[The Winning of the West, Volume Three by Theodore Roosevelt]@TWC D-Link bookThe Winning of the West, Volume Three CHAPTER II 64/111
One of the Indians shot a hog and tossed it into a canoe they had hidden under the bank.
The captive was told to enter the canoe and lie down; three Indians then got in, while the fourth started to swim the stolen horses across the river. Fortunately for the captured boy three of the settlers had chosen this day to return to the abandoned clearing and look after the loose stock. They reached the place shortly after the Indians, and just in time to hear the report of the rifle when the hog was shot.
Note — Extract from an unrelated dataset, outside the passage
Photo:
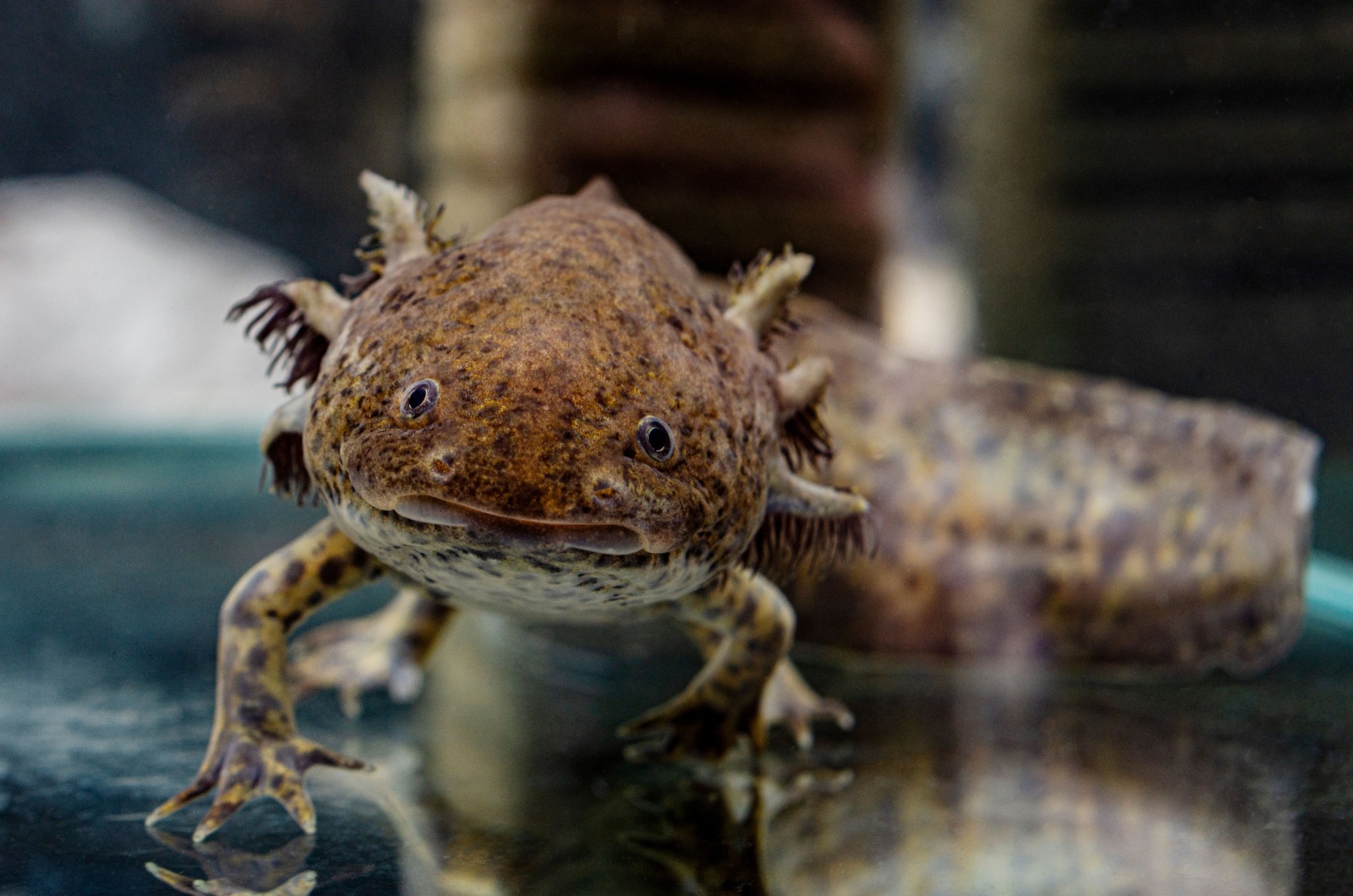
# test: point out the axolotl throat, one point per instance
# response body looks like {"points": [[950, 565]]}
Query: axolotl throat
{"points": [[558, 418]]}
The owner of the hogs, instead of suspecting that there were Indians near by, jumped to the conclusion that a Kentucky boat had landed, and that the immigrants were shooting his hogs--for the people who drifted down the Ohio in boats were not, when hungry, over-scrupulous concerning the right to stray live stock.
Running forward, the three men had almost reached the river, when they heard the loud snorting of one of the horses as it was forced into the water.
As they came out on the bank they saw the canoe, with three Indians in it, and in the bottom four rifles, the dead hog, and young Wetzel stretched at full length; the Indian in the stern was just pushing off from the shore with his paddle; the fourth Indian was swimming the horses a few yards from shore.